When I went to Brazil, I began working directly with Brazil’s president, Jose Sarney, and his chief economist, Antonio Bacelar. Brazil was experiencing runaway inflation of 3,000%. They had borrowed millions of dollars from US banks and were incapable of repaying those loans. They were in real trouble. Our first two steps in problem-solving were to identify the problem, then to clearly define the problem. Once we had accomplished that, we could start on solving the problem. 

Many of the US banks had been coerced by our government, the World Bank, and the United Nations to make sizable loans to foreign countries as economic relief measures. Instead of our government simply handing over large sums of money to the United Nations who, in turn, would hand out the monies to foreign countries, they pressured our banks to make the loans directly to those needy countries. That sounded like a great problem-solving strategy to bypass the inefficiency of the United Nations and the World Bank. 

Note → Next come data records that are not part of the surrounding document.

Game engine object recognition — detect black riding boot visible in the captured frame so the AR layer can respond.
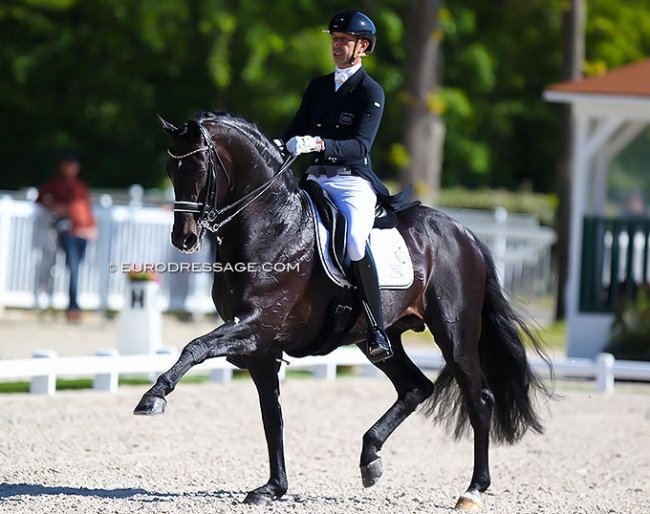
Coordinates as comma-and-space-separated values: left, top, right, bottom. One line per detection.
352, 248, 393, 363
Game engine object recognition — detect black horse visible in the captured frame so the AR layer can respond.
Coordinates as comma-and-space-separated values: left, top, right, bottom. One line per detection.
135, 112, 547, 510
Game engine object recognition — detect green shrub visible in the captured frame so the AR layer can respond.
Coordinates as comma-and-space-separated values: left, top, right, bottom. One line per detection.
605, 284, 650, 361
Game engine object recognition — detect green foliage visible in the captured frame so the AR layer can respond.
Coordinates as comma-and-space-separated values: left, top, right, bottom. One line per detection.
0, 0, 650, 192
604, 284, 650, 361
438, 187, 557, 226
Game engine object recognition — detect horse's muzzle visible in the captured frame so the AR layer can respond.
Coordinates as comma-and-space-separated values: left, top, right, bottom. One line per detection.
171, 214, 201, 253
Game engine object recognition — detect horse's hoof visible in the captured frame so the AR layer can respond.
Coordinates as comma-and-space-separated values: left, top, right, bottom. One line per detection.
456, 491, 483, 512
244, 491, 273, 505
361, 458, 384, 487
133, 395, 167, 416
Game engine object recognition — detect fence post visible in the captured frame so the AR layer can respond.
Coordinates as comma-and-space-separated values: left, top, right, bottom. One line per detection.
596, 353, 615, 393
93, 348, 120, 393
494, 207, 508, 287
0, 195, 13, 316
208, 362, 232, 384
313, 359, 337, 380
29, 350, 56, 395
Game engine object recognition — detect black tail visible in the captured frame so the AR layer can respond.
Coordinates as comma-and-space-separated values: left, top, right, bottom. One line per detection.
428, 241, 552, 444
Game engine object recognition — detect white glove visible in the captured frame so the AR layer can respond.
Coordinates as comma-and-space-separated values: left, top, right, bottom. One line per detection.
287, 136, 325, 155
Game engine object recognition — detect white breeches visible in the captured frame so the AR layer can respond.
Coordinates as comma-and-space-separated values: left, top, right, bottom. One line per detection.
309, 175, 377, 261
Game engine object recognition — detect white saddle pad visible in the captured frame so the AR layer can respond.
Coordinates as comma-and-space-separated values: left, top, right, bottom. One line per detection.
303, 193, 413, 289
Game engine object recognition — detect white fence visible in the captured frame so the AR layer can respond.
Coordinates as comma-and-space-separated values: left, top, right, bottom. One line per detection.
0, 196, 214, 312
0, 195, 555, 313
0, 347, 650, 395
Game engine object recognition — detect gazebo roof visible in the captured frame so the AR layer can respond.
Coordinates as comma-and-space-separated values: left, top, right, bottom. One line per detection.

The banks, following prudent underwriting procedures, insisted that the sovereign countries sign promissory notes guaranteeing the repayment of the loans. Perhaps the United Nations or the World Bank could have allowed the foreign countries to default on the loans by just writing them off as “bad debts.” But individual banks in America were under the tight scrutiny of the US Federal bank examiners and federal agencies like FDIC, and could not just write off their bad loans. 

Under the Nixon administration in the 1970s, when the US economy was cut loose from the gold standard, banks were allowed to use foreign sovereign debt instruments as credits toward their necessary fractional reserves. But it was considered high risk to make foreign sovereign loans, and it was utter disaster for the US banks should those foreign loans ever go into default. 

Not surprisingly, by the mid-1980s, many of the foreign countries were in default to the US banks. Some South American governments simply shrugged their shoulders and said, “Sorry, we can’t make good on our loan repayment commitments.” Once the foreign loan instruments were declared non- performing loans, the US banks had to start writing them off. If they had counted them as part of their fractional reserves, the bank’s total lending ratio would shrink by approximately twenty times the amount of the non-performing loan. Their assets and lending powers would begin to implode. 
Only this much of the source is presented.